No, Sgt. USMC Persian Gulf veteran, 1986 - 1992.

steve said...

.. and I think I have Gulf war syndrome, I have all the symptoms, but unfortunately I don't think my crappy employer sponsered insurance covers that (of which they are doing away with next year and going with the next to useless "health care savings plans")

Barb said...

Now, now, Mudrake --You better take your meds. You're posting my address over and over and over again--that's sort of like OCD, you know.

"Come now, let us reason together." My address is on my church invite --so you can stop posting it for me. Thank you, though. It was sweet of you to want to help the bloggers find my house.

Barb said...

Thing is, Mudly, many of these commenters have been to my house at some time or another. So you don't have to help THEM.

Only SS and Valerie and kateb and Steve and Candyly have not been to my house --but kateb's daughter has been, if I'm right about who she is.

I think it would be nice if Steve and Candyly would come by to the Truth Project--about Christian worldview. We support the same charities, after all -including World Vision. How about Voice of the Martyrs? NOw there's a worthy group.
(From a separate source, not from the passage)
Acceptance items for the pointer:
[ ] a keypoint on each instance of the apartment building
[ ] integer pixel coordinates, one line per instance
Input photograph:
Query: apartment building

So you can quit posting my address now, Mudrake, and go to bed. Night night.

Barb said...

Are you not elegible, Steve, for any veterans health benefit for Gulf War Syndrome?? What are your symptoms --just tell dr. barb....

Seriously, I hope you get better and good care --maybe under the Obama plan, huh? like VA medicine.

steve said...

haha, I doubt I have gulf war syndrome, I'm a nursing student so I only sleep about 4 hours a night. Ask my wife, I've fallen asleep at my desk studying medical terms and doing drug calculations 2wice in the last week.